Laure Conan s’est faite aussi apôtre. Elle a profité de la campagne antialcoolique pour écrire, en 1913, ce vibrant appel Aux Canadiennes et L’Obscure souffrance, en 1919. Ce sont deux ouvrages d’un grand intérêt social. Dans l’un elle engage les canadiennes à combattre le mal alcoolique, et dans l’autre, elle donne à celles qui souffrent de ce mal à leur foyer une leçon d’énergie chrétienne, en leur mettant sous les yeux l’exemple d’une orpheline, dont le père est alcoolique, et qui reste fidèle à la promesse faite à sa mère avant de mourir de ne jamais l’abandonner quelle que soit sa conduite.

Par les hautes exhortations morales dont les pages de ses livres sont remplies, Laure Conan s’est vu décerner un jour le beau titre de professeur d’énergie. C’est l’éloge le plus juste et le plus mérité qui pouvait lui être fait, et celui qu’une femme modeste comme elle peut le plus apprécier.

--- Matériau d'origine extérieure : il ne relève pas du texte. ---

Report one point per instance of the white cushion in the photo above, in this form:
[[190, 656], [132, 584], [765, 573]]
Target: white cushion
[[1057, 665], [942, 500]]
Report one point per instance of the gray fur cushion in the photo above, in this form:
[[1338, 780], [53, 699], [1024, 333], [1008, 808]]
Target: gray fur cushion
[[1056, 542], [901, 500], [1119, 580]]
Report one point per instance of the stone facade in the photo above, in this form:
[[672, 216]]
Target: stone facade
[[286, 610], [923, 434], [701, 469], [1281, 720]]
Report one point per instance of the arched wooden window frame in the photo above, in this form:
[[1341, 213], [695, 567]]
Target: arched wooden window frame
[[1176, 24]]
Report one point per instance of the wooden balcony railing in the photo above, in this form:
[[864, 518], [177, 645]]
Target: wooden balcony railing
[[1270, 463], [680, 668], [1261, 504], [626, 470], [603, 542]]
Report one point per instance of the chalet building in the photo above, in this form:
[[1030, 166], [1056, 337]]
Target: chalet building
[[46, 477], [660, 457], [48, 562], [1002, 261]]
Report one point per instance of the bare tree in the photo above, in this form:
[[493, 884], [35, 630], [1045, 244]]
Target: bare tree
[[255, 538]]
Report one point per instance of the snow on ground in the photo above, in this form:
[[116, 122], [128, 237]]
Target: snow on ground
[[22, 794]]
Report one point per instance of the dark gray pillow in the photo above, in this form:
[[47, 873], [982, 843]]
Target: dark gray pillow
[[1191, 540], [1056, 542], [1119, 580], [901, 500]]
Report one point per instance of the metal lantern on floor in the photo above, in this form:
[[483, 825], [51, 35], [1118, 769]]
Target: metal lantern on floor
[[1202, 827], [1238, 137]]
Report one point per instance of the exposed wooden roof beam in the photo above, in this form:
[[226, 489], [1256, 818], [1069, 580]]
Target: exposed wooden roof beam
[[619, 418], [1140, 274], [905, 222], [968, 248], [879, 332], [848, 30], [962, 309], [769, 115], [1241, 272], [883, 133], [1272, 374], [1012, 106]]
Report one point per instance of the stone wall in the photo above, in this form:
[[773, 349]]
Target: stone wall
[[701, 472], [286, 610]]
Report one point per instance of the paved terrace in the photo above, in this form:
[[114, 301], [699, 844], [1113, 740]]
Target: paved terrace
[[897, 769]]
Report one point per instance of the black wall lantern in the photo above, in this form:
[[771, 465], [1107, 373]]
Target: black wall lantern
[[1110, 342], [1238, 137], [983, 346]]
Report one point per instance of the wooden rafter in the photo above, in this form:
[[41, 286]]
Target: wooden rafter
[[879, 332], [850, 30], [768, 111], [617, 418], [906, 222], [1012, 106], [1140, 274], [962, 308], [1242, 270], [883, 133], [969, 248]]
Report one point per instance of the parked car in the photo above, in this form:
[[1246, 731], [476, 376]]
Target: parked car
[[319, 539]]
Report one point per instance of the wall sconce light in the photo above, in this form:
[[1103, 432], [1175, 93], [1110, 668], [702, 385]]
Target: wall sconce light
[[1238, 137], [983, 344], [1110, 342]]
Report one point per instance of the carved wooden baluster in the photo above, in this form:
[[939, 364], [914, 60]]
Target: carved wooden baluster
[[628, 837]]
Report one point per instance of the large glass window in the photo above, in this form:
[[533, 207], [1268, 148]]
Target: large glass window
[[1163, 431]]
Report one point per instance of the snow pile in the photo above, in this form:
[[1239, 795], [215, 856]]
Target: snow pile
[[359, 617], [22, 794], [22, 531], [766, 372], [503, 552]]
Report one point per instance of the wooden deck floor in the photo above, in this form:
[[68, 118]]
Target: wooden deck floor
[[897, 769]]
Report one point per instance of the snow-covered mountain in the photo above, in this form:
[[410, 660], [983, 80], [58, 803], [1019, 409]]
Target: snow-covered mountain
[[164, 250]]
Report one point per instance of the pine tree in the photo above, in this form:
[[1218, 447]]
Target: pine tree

Laure Conan a aussi écrit dans plusieurs revues. Au nombre de ses articles les plus remarquables, on peut citer un article bibliographique dans les Nouvelles Soirées canadiennes, en 1883, sur l’histoire de Mlle Legras, la fondatrice de l’Institut des Sœurs de la Charité en France, qui a été béatifiée le 9 mai 1920, — une étude, dans le Journal, de Montréal, le 14 août 1901, sur la vie et l’œuvre de Mme Marie Julie Lavergne, et des monographies de Ste-Anne de Beaupré et du Cap de la Madeleine, dans le Journal de Françoise, en 1902-3.

Laure Conan est ainsi la canadienne-française qui a donné le plus d’œuvres à notre littérature nationale, et parmi elles, il y en a qui passeront à la postérité et qui illustreront désormais la femme au Canada français. Aussi l’hommage que le gouvernement français a rendu à son talent et à son oeuvre en lui accordant, en 1898, les palmes académiques, et celui que l’Académie française lui a rendu en couronnant L’Oublié, ont-ils été accueillis avec la plus grande joie par ses compatriotes, dont le respect et l’admiration pour elle se sont sans cesse accrus et se sont élevés à la hauteur de ses brillants succès.

Terminons par cette belle pensée d’Henri d’Arles (l’abbé Beaudé) dans son étude « Une romancière canadienne », publiée dans la Pensée de France, juillet 1914 : « Laure Conan est notre première femme écrivain, la première en date et la première par la supériorité du talent. »




  1. Sœur de M. Charles Angers, ancien député de Charlevoix aux Communes du Canada, et avocat à La Malbaie.
  2. Voir l’Action française, mars 1918.
  3. Voir l’Action française, août 1917.